IS IT TRANSPARENT?
Every quantifiable commitment should come with – or be swiftly followed by – a clear presentation which shows how many years the commitment is for; a clear deadline; which budget line item the commitment is coming from; what the initial baseline is; and how the budget line item will change in future years. All this information needs to be comprehensive, comparable and timely, and to be available and accessible to the citizens of both recipient and donor countries. It should be accessible, ideally in machine-readable formats, on websites and in line with the International Aid Transparency Initiative (IATI) format standards.
IS IT RESULTS-ORIENTED?
Financial promises should link expenditure to real-world outcomes.
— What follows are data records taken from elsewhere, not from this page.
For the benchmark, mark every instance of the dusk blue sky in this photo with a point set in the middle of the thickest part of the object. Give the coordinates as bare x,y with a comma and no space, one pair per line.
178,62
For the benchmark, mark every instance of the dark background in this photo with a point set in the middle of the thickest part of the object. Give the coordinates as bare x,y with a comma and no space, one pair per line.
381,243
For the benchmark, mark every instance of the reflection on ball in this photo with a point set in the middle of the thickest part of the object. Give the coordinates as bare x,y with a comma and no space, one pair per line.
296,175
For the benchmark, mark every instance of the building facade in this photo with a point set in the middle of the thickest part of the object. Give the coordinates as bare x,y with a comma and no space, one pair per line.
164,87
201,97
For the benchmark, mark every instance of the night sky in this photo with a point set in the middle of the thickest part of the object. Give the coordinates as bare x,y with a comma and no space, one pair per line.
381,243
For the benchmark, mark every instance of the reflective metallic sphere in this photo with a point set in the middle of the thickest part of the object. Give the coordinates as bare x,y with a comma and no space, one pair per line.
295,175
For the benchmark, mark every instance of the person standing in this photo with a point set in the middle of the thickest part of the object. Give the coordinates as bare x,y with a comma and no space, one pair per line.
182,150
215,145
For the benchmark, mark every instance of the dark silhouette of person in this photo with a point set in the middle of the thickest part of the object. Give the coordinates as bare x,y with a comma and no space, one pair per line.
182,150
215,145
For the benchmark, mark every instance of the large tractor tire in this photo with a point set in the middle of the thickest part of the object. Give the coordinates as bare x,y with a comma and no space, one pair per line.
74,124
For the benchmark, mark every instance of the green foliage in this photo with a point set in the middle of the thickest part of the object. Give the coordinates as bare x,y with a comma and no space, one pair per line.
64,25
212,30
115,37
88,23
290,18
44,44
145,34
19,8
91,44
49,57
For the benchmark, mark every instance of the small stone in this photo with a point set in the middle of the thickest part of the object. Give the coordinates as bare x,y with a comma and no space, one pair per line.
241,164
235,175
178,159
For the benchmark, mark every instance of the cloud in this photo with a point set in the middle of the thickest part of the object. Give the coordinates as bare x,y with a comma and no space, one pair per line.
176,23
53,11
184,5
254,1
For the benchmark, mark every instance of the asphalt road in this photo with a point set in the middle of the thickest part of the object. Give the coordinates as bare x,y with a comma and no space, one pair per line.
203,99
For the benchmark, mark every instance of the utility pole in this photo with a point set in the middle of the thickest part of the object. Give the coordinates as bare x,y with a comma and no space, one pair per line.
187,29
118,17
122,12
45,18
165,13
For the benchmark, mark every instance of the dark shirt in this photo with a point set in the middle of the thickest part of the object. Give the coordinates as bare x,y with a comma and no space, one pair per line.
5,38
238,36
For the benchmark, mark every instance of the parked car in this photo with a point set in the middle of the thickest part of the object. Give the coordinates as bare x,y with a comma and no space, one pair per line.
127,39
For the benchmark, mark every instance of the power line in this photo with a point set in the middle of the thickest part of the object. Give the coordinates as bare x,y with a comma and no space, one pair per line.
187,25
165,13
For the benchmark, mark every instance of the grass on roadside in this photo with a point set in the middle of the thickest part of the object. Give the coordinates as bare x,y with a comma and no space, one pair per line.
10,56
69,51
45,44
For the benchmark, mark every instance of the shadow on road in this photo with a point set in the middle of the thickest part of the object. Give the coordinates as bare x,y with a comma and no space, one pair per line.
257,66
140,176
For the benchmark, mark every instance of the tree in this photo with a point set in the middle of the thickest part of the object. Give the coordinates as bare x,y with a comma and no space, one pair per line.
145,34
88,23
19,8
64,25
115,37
In the context of ODA, these outcomes should be set by the recipient countries. A clear presentation of desired results will help the citizens of developing countries hold their governments – and the whole development sector – accountable for delivery of these results.
IS IT ADDITIONAL?
Perhaps the most difficult aspect of making promises, and one which makes the process vulnerable to abuse, is judging whether or not any of the money promised is new and additional. There is often confusion as to the meaning of additionality, as donors can justify new commitments as being ‘new’ in many ways. Overall, every promise that claims to be ‘additional’ must answer the question ‘additional to what?’.
IS IT CONDITIONAL?
Often increases in resources are conditional upon changes in policy, both by the government and other agencies who are programming the resources, and above all by the implementing partner in the recipient developing country. Some conditionalities are onerous and much research has shown that conditions that impose policy choices on the recipient tend to be counter-productive. Others are important and necessary (i.e. the need for fiscal transparency and good audits and monitoring of projects). In either case, however, it is important for the conditionalities to be clear and openly presented.
HOW WILL WE KNOW IT’S BEEN KEPT?
As part of any major promise, a mechanism should be identified, preferably an independent mechanism, to measure and monitor progress through the life-cycle of the promise to help ensure that it is kept and that performance along the way is publicised to citizens and the media.